AMMOUN Camille ok

Auteur

 

Né à Beyrouth, Camille Ammoun poursuit, à Paris et Bologne, des études d’économie et de sciences politiques. Il travaille dix ans à Dubaï sur les questions de durabilité et de résilience urbaine en tant que consultant en économie politique et politiques publiques. En parallèle, il écrit son premier roman Ougarit (Éditions Inculte, 2019) qui, aux intrigues policière et politique, mêle une réflexion urbaine sur la ville de Dubaï et, à travers elle, sur la ville du XXIe siècle. Ougarit a reçu le Prix Écrire la Ville en 2020 et le Prix France-Liban de l'Association des Écrivains de Langue Française (ADELF) en 2019. De retour au Liban en 2018, il s’engage contre la corruption et pour une réforme démocratique des institutions. Dans la foulée du mouvement de protestation d’octobre 2019, il écrit son deuxième livre, Octobre Liban (Éditions Inculte, 2020). Ce récit débute le 17 octobre 2019 avec la révolution libanaise et se termine le 4 août 2020 dans la désolation de l’explosion du port de Beyrouth. Octobre Liban est une déambulation dans une rue beyrouthine qui sert de support à une description de la corruption du système politique libanais. Dans ses textes, Camille Ammoun s’intéresse à la psychogéographie en tant que dispositif littéraire pour tenter d’aborder les problématiques urbaines contemporaines à travers la littérature.
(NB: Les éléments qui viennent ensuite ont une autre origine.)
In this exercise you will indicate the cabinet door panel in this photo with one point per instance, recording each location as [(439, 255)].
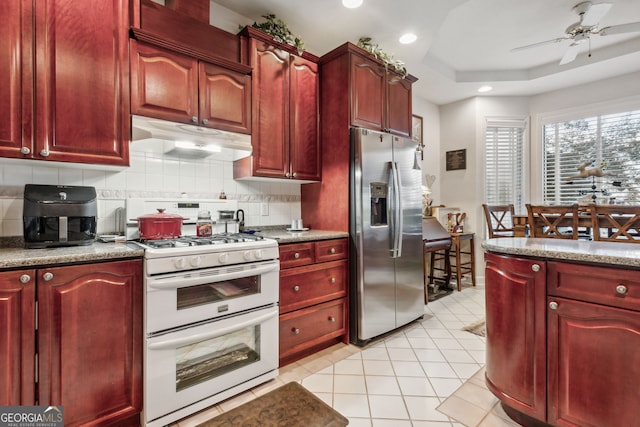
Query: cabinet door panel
[(303, 286), (367, 94), (90, 329), (225, 99), (594, 365), (82, 82), (164, 84), (17, 329), (270, 136), (398, 105), (304, 115), (15, 77), (516, 341)]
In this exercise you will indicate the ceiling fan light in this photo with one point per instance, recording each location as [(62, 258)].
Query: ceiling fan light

Depuis 2018, il enseigne l’environnement urbain et l’économie du changement climatique à l’Université Saint-Joseph de Beyrouth. Il est, depuis 2013, membre de la Maison Internationale des Écrivains à Beyrouth (Beyt el Kottab).


 

Octobre Liban

Octobre Liban

Le 4 août 2020, à 18h07, une immense explosion souffle le cœur de Beyrouth, laissant la ville exsangue et le pays à terre. C’est l’ultime manifestation de l’incompétence, de l’incurie et de la corruption de la classe politique Libanaise. Pourtant, quelques mois plus tôt, le 17 octobre 2019, le Liban connaît une période d’espoir insensé, une révolution. Entre ces deux dates, Camille Ammoun arpente une rue Beyrouthine dont il fait un observatoire de ces transformations. Octobre Liban est une déambulation où l’auteur décrit les places, les tribunes improvisées, la parole qui circule, les idées qui s’agitent, mais il pointe aussi les signes qui ont conduit à ce moment révolutionnaire. Comme des stigmates, les prébendes, les prés carrés, les arrangements politiques ont laissé leurs traces sur la forme de la ville.